Now in my case it’s all “relative” ~ if I’m in bed asleep and/or getting sick for say 49-hours – BUT I’m not in the hospital – well that’s a win for me really. So I’m not crying the blues. I missed out on about 4 functions that I genuine wanted to be at, I also missed several days with my adopted daughter who I only get to see about 1 week a years cuz we live 1000 miles apart. So I do have a couple of boo hoo moments – butttt again….my old friend perspective.
If I do a little “year in review” thing since I got sick…lets see…
2012 – about six months in the hospital and 4 surgeries
2013 – about eight months in the hospital and 3 surgeries
2014 – about two and a half months in the hospital and 2 surgeries
2015 – about five WEEKS in the hospital and just ONE “surgery” and 2 other “procedures” that required me to be knocked out…
So yeah 2015 is a WIN in the gastropresis world for this chick.

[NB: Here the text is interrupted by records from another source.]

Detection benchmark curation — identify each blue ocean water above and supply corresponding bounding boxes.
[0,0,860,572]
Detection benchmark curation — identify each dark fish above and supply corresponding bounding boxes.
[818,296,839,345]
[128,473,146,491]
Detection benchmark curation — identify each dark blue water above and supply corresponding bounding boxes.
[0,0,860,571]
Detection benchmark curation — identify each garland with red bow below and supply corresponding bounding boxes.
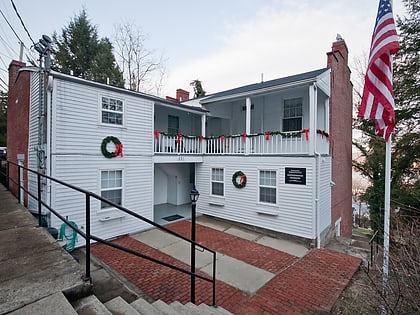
[153,128,330,143]
[101,136,123,159]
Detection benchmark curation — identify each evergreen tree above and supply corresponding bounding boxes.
[353,0,420,231]
[53,10,124,87]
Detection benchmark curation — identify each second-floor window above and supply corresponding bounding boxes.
[283,97,303,132]
[168,115,179,135]
[101,96,124,126]
[101,170,123,210]
[211,168,225,196]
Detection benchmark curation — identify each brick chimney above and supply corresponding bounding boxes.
[327,39,353,237]
[176,89,190,103]
[166,89,190,103]
[7,60,30,203]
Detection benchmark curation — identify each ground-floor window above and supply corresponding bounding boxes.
[211,168,225,196]
[101,170,123,210]
[259,170,277,204]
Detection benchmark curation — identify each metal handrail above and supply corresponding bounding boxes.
[0,161,216,306]
[368,230,379,271]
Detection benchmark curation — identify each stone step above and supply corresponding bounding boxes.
[72,295,112,315]
[152,300,182,315]
[130,298,163,315]
[105,296,141,315]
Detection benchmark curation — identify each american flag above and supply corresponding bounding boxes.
[357,0,400,141]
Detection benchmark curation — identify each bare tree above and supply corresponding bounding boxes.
[115,21,165,93]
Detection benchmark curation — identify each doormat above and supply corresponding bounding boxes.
[162,214,183,221]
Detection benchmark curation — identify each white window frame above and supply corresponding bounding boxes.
[210,167,226,198]
[98,168,124,213]
[282,97,303,132]
[98,94,125,127]
[258,169,278,206]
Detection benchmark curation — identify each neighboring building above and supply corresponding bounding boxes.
[8,40,352,245]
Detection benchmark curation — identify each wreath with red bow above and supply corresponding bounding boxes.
[101,136,123,159]
[232,171,246,188]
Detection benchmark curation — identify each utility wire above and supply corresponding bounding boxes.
[10,0,35,46]
[0,9,24,45]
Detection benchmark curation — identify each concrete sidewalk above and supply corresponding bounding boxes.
[92,217,361,314]
[132,216,309,295]
[0,185,86,314]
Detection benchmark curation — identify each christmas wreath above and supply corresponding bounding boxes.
[232,171,246,188]
[101,136,122,159]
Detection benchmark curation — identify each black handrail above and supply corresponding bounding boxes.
[0,161,216,306]
[368,231,379,271]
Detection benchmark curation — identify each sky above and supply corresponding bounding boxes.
[0,0,406,97]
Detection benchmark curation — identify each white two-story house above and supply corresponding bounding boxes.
[8,41,352,245]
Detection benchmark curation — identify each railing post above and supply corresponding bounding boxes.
[213,253,216,306]
[37,173,42,226]
[191,202,197,304]
[17,164,21,203]
[83,194,91,281]
[6,161,10,190]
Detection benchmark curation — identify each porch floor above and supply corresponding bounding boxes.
[153,203,200,225]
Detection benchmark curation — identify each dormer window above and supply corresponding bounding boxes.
[101,96,124,126]
[283,97,302,132]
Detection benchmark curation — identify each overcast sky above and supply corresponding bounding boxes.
[0,0,405,96]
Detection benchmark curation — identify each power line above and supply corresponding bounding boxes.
[10,0,35,46]
[0,9,23,44]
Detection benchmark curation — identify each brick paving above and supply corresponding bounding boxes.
[92,221,361,315]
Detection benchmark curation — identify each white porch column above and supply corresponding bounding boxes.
[201,115,207,153]
[245,97,251,154]
[309,83,318,153]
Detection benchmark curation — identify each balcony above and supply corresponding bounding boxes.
[154,129,329,155]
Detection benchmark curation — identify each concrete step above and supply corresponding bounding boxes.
[152,300,182,315]
[8,292,77,315]
[130,298,163,315]
[105,296,141,315]
[72,295,112,315]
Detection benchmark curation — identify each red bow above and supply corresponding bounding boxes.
[301,129,309,141]
[115,143,123,157]
[242,133,246,142]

Doesn’t mean I wasn’t kinda sad about the days I’ve been in bed sick this last month, I’ve certainly had more than I would have LIKED, but alas…I was NOT in the hospital and I am “learning” to “live” with my condition. It’s an ongoing battle that everyone is not as fortunate in as I have been so I guess I’ll stop the little “pity party” and “suck it up” as they say cuz I’m starting out 2016 with the goal to keep decreasing those hospital time numbers AND those surgery numbers.!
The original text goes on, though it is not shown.